House Appropriations Committee Chairwoman Rosa DeLauro (D-Conn.) unveiled a plan on Friday to restore a limited version of earmarks that would allow lawmakers to direct spending for special projects in their districts.
Democrats are rebranding earmarks as “Community Project Funding.”
“Members want Congress to help their communities, particularly now as the pandemic exposed so many inequalities and needs,” Chair DeLauro said. “Community Project Funding will allow Members to put their deep, first-hand understanding of the needs of their communities to work to help the people we represent.”

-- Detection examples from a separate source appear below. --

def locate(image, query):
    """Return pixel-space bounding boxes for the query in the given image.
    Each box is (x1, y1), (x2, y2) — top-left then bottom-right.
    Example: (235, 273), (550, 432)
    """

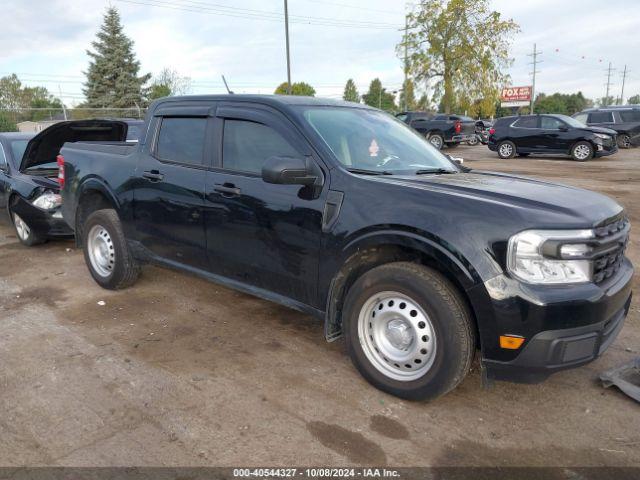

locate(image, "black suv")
(573, 105), (640, 148)
(488, 115), (618, 162)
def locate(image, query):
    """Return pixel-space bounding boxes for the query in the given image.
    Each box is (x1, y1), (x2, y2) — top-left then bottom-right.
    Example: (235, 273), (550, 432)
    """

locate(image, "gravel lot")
(0, 146), (640, 466)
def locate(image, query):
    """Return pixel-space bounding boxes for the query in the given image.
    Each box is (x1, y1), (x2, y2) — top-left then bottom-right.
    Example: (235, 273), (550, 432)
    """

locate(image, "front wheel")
(82, 209), (140, 290)
(344, 262), (475, 400)
(571, 142), (593, 162)
(11, 212), (46, 247)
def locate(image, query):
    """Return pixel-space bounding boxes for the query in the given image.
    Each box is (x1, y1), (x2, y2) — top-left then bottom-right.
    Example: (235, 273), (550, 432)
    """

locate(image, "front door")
(205, 104), (326, 306)
(133, 111), (212, 269)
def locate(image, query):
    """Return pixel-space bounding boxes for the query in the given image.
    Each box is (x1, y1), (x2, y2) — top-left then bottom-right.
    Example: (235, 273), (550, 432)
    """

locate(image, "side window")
(513, 116), (538, 128)
(589, 112), (613, 123)
(540, 117), (565, 130)
(573, 113), (589, 123)
(155, 117), (207, 165)
(222, 120), (299, 174)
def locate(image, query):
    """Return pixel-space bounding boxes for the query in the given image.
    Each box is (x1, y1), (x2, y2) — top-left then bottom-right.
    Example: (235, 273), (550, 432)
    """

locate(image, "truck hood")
(380, 171), (623, 226)
(16, 119), (128, 171)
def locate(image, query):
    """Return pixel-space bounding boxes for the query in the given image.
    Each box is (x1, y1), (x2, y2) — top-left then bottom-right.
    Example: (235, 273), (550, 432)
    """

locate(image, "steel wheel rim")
(500, 143), (513, 157)
(429, 135), (442, 150)
(87, 225), (116, 277)
(573, 145), (591, 160)
(358, 291), (436, 382)
(13, 213), (31, 240)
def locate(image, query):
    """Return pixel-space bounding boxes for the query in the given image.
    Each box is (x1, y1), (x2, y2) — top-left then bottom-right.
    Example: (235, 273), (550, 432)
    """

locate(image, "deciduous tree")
(398, 0), (519, 113)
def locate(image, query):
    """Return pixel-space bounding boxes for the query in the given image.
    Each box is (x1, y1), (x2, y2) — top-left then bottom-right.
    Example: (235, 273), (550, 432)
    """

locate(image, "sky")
(0, 0), (640, 105)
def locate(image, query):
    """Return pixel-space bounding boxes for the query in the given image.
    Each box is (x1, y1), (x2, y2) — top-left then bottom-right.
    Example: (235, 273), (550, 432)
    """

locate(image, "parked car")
(488, 114), (618, 162)
(573, 105), (640, 148)
(60, 95), (633, 399)
(396, 112), (476, 150)
(0, 120), (127, 246)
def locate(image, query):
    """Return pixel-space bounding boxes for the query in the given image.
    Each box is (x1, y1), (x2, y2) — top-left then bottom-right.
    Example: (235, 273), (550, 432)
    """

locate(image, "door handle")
(142, 170), (164, 182)
(213, 183), (242, 197)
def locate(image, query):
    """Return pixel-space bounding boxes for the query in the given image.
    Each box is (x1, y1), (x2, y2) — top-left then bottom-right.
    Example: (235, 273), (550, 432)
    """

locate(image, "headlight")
(31, 190), (62, 210)
(507, 230), (594, 285)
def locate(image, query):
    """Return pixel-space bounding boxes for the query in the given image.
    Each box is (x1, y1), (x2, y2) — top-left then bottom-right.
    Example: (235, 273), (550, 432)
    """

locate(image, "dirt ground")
(0, 146), (640, 466)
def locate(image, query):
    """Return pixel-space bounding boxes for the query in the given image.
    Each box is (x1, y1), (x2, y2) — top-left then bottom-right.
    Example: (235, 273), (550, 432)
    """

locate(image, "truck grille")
(593, 217), (630, 283)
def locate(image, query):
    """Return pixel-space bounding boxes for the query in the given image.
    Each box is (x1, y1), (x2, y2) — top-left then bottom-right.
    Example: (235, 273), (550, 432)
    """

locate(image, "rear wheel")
(498, 140), (516, 159)
(82, 209), (140, 290)
(427, 133), (444, 150)
(618, 133), (631, 148)
(571, 142), (593, 162)
(11, 212), (47, 247)
(344, 262), (475, 400)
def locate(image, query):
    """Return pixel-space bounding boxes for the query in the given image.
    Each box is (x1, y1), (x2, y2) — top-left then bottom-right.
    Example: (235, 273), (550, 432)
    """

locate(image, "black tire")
(11, 211), (47, 247)
(571, 141), (593, 162)
(427, 133), (444, 150)
(618, 133), (631, 149)
(82, 209), (140, 290)
(498, 140), (516, 160)
(343, 262), (475, 400)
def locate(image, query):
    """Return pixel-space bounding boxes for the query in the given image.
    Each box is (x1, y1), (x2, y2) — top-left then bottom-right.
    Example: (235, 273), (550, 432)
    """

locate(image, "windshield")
(11, 140), (29, 167)
(301, 107), (458, 174)
(555, 115), (586, 128)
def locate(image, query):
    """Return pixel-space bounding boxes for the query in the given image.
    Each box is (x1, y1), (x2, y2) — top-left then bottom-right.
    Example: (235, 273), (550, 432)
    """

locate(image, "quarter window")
(589, 112), (613, 123)
(156, 117), (207, 165)
(222, 120), (299, 174)
(540, 117), (565, 130)
(513, 117), (538, 128)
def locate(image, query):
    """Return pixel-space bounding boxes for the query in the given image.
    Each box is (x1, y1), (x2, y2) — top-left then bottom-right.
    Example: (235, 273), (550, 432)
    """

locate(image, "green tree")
(342, 78), (360, 103)
(148, 68), (191, 102)
(400, 78), (418, 111)
(83, 7), (151, 108)
(362, 78), (397, 112)
(0, 112), (18, 132)
(398, 0), (519, 113)
(274, 82), (316, 97)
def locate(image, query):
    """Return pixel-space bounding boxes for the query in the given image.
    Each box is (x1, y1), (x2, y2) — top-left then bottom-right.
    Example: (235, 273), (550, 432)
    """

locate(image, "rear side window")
(222, 120), (299, 174)
(618, 110), (640, 122)
(589, 112), (613, 123)
(513, 117), (538, 128)
(156, 117), (207, 165)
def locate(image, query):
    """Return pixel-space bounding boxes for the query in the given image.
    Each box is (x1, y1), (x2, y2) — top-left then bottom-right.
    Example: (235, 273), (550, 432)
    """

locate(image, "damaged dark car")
(0, 120), (128, 246)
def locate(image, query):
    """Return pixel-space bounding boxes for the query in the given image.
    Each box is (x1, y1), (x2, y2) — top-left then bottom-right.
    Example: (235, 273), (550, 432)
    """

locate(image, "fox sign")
(500, 86), (531, 107)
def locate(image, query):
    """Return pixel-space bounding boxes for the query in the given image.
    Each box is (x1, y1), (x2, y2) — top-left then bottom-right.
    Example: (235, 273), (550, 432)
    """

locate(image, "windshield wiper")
(347, 168), (393, 175)
(415, 168), (457, 175)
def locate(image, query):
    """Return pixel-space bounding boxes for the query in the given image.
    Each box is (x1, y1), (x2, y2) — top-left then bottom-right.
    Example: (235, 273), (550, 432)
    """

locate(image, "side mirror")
(262, 156), (319, 185)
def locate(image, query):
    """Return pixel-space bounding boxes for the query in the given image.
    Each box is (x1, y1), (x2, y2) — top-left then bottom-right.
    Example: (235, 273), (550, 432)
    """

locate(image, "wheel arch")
(324, 230), (481, 341)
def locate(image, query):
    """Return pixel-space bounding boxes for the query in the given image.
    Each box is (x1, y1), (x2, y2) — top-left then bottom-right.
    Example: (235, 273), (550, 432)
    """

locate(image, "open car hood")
(20, 120), (128, 171)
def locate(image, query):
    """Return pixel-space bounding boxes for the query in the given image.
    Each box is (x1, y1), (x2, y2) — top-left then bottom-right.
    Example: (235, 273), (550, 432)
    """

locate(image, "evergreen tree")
(362, 78), (396, 112)
(83, 7), (151, 108)
(342, 78), (360, 103)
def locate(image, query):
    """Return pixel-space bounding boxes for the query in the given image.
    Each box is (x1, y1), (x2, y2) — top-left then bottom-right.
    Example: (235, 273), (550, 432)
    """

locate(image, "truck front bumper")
(472, 259), (633, 383)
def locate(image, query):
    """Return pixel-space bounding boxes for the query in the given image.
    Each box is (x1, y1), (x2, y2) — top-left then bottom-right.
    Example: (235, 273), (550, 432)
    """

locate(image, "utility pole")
(284, 0), (291, 95)
(620, 65), (627, 105)
(527, 43), (542, 114)
(603, 62), (615, 106)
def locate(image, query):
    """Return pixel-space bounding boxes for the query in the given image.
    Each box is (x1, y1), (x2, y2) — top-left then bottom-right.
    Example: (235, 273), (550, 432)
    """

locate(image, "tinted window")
(513, 117), (538, 128)
(589, 112), (613, 123)
(156, 118), (207, 165)
(618, 110), (640, 122)
(573, 113), (588, 123)
(540, 117), (566, 130)
(222, 120), (300, 174)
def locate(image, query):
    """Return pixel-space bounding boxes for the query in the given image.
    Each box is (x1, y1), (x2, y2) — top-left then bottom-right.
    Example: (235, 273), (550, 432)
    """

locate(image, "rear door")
(205, 103), (328, 306)
(134, 106), (212, 269)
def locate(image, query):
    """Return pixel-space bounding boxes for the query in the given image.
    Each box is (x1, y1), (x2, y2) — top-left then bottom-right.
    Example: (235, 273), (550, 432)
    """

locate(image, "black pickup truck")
(396, 112), (477, 150)
(59, 95), (633, 399)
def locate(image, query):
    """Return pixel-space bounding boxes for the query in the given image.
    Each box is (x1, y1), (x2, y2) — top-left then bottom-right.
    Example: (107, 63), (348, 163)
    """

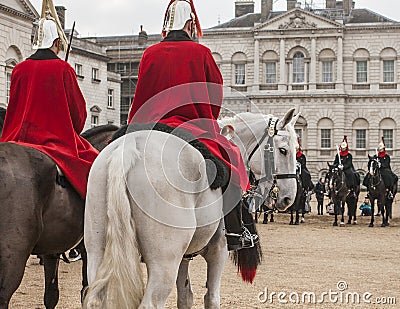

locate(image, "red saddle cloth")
(0, 59), (98, 198)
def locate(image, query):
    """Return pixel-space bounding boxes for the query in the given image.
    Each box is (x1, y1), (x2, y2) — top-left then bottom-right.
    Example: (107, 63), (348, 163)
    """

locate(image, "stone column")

Chair DeLauro also announced that the Appropriations Committee will enforce a set of important reforms that build on existing House Rules and prioritize accountability, transparency, and strong community support.
“Community Project Funding is a critical reform that will make Congress more responsive to the people,” Chair DeLauro said. “Our bipartisan reforms will produce a small number of projects with strong community support, a transparent process where no member’s family can benefit and where projects are audited to ensure money was spent as planned.”
In addition, Chair DeLauro noted that Community Project Funding will help Congress regain control of federal spending from the Executive Branch.
“Community Project Funding restores balance on important decisions about how and where to spend taxpayer dollars, allowing Members of Congress to bring their knowledge and experience to the decision-making,” Chair DeLauro said.
In the coming weeks, the House Appropriations Committee will provide additional information regarding which accounts and programs will be eligible for Community Project Funding requests and the criteria necessary for consideration in those areas. In addition, the Committee will provide support to members and their staffs so they can submit strong requests that meet urgent needs in their communities.
The Senate is separately working out a plan to restore earmarks.
“I have always believed that members of Congress have a better understanding of their communities than Washington bureaucrats,” Senate Appropriations Chair Patrick Leahy (D-Vt.) said in a statement. “We are in good faith negotiations with the House and my Senate colleagues to bring back Congressionally directed spending in a transparent and responsible way, and those discussions are ongoing. I believe there is bipartisan support to restore the power of the purse to Congress and I am continuing to work toward that goal.”